Quick and active development of online criminal activity has led to appearance of complex modifications of viruses, worms, spy programs and other malicious code. To be created, more sophisticated methods are used: rootkits that hide the presence of malware in the system, packaging, encoding technologies, as well as methods that initiate destruction of protection system.

Introduction

Using the methods of social engineering, it is easily possible to make the user load and run a malicious code not yet known to the antivirus.

 If this is the case , in order to get the full control over the system, the infection carrier will aim at looking for the antivirus, firewall or other defense system files to disrupt its functionality.

In such conditions, the modern antivirus products have to be able to protect themselves. Such a system of self-defense will allow them to stand up to the most complex attacks (where the malware programs will try to destroy the system’s ability to function correctly in different ways), and to delete the infected files without using 3rd party utilities after the upgrading of the antivirus databases.

This test studied the possibilities of the antivirus to withstand against possible attacks in the operational system Windows XP SP2 at following levels:

1. Change of access permissions to registry files and keys

2. Modification and/or deletion of protection system modules

3. Antivirus database deletion.

4. Modification and/or deletion of important registry keys

5. Termination of system processes

6. Modification of system files and/or processes

7. Ability to rollback drivers

Results of the Antivirus Self_protection test (17/09/2007)

Kaspersky Internet Security 7.0 (97%)	Gold Self-Protection Award
VBA32 Antivirus 3.11 (71%)  Symantec Internet Security 2007 (71%)  F-Secure Internet Security 2007 (61%)	Silver Self-Protection Award
ZoneAlarm Internet Security 7.0 (58%)  Panda Internet Security 2007 (48%)  McAfee Internet Security 2007 (47%)  Eset Smart Security 3.0 Beta (44%)  Trend Micro PC-Cillin 2007 (42%)	Bronze Self-Protection Award
Avast! Professional Edition 4.7 (33%)  Avira Premium Security Suite 7.0 (33%)  Sophos Anti-Virus 6.5 (33%)  DrWeb 4.44 Beta (32%)  Microsoft Windows Live OneCare 1.6 (32%)  BitDefender Internet Security 10 (30%)	TEST FAILED

Antivirus Self-Protection Testing Methodology

A test was performed on a VMware GSX Server for this purpose. Separate Virtual PC with Microsoft Windows XP SP2 was cloned for every "experimental" antivirus product. Before the test, we installed every patch available for each antivirus program at our disposal.

The following Anti-Virus products were tested in this comparative test:

1. Avast! Professional Edition 4.7
2. Avira Premium Security Suite 7.0
3. BitDefender Internet Security 10
4. DrWeb 4.44 Beta
5. Eset Smart Security 3.0
6. F-Secure Internet Security 2007
7. Kaspersky Internet Security 7.0
8. McAfee Internet Security 2007
9. Microsoft Windows Live OneCare 1.6
10. Panda Internet Security 2007
11. Sophos Anti-Virus 6.5
12. Symantec Internet Security 2007
13. Trend Micro PC-Cillin 2007
14. VBA32 Antivirus 3.11
15. ZoneAlarm Internet Security 7.0

The self-defense abilities of security packages were tested in accordance with the following parameters:

1. Self-defense on the system level (hook's revision, changing of file permissions, changing of permissions to registry keys)

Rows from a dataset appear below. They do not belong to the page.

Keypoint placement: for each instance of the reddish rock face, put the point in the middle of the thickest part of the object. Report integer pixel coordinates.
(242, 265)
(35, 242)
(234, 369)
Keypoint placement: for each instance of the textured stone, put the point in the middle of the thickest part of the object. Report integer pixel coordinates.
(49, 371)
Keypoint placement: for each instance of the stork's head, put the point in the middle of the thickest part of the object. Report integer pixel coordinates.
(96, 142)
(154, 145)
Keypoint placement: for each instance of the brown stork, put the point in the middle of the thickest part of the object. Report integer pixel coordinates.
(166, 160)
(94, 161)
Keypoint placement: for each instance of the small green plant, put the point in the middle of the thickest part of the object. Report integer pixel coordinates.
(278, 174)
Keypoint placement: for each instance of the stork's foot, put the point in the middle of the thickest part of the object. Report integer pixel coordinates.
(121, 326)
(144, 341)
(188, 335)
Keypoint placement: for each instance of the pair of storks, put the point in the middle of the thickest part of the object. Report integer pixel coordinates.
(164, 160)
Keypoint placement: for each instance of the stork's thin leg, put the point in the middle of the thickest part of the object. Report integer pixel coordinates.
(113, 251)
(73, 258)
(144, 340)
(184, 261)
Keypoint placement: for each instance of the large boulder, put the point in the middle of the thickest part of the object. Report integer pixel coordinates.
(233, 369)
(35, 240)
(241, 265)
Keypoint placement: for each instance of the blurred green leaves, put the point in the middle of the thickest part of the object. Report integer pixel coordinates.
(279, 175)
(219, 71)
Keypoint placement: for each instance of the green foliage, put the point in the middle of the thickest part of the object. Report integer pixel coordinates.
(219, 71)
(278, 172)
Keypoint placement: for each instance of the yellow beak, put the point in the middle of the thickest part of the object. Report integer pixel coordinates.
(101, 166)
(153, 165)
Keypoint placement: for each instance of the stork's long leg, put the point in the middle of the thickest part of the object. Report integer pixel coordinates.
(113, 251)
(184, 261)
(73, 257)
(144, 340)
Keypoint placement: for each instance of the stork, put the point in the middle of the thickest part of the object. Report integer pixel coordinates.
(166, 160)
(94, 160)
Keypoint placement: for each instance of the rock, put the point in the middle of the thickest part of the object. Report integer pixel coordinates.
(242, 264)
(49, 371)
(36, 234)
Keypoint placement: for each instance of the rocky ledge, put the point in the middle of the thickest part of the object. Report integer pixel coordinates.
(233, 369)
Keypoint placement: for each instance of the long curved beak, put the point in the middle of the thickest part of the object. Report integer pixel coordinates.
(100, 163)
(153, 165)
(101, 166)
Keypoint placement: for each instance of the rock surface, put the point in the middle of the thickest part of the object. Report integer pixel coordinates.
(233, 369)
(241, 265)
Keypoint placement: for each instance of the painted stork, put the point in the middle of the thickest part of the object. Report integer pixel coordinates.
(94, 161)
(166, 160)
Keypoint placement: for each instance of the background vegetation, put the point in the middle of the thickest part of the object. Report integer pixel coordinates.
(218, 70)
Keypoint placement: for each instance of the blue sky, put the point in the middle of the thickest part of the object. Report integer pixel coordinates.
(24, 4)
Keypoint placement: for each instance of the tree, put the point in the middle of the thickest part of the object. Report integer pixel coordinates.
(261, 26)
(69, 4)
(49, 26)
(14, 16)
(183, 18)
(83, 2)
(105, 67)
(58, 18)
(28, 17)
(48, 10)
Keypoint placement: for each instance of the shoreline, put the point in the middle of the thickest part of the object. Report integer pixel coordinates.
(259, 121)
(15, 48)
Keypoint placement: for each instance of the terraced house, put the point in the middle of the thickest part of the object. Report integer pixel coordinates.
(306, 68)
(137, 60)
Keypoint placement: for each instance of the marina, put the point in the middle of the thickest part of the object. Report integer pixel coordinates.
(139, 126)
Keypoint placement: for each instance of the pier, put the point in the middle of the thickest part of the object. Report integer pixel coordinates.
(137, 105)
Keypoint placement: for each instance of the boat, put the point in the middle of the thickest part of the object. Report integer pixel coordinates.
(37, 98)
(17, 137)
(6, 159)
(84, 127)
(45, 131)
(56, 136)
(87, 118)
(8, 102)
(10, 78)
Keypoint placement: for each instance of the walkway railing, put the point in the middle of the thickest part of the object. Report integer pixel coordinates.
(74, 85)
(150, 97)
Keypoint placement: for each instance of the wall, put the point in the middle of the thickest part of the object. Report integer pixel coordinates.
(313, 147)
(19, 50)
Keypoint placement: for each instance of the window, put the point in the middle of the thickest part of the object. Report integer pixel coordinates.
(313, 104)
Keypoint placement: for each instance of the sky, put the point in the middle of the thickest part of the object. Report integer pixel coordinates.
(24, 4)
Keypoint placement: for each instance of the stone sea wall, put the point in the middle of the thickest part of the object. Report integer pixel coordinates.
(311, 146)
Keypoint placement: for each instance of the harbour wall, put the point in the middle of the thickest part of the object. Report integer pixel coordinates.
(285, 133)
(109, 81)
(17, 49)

2. Protection of Antivirus program's files (modification/deletion of security modules, antivirus database deletion)

3. Protection of own registry keys - modification/deletion of program's registry keys, including manual intervention (startup keys, service keys, configuration keys)

4. Protection of own processes:

   - Prevention of unauthorized process termination

1. from task manager

2. b) User-level API (TerminateProcess, TerminateThread, EndTask, EndJob, DebugActiveProcess, EIP, WinStationTerminateProcess, "bruteforce" message posting, deletion after reboot)

3. c) with the help of messages (WM_CLOSE, WM_QUIT, WM_SYSCOMMAND/SC_CLOSE)

4. d) kernel-level API (ZwTerminateProcess, ZwTerminateThread)

    - Process/system code modifications (code injection - CreateRemoteThread, DLL injections, changing memory-protection attributes - VirtualProcessEx, Write Process Memory)

    - Drivers rollback

The attacks were simulated manually or using utilities created specifically for that purpose by anti-malware.ru experts. The functionality and integrity of the correspondent antivirus package was verified after each attack (operability of its modules, active processes, services and drivers)

If one of the processes has been "lost" in the course of the attack for process modification/termination, all other processes were attacked again.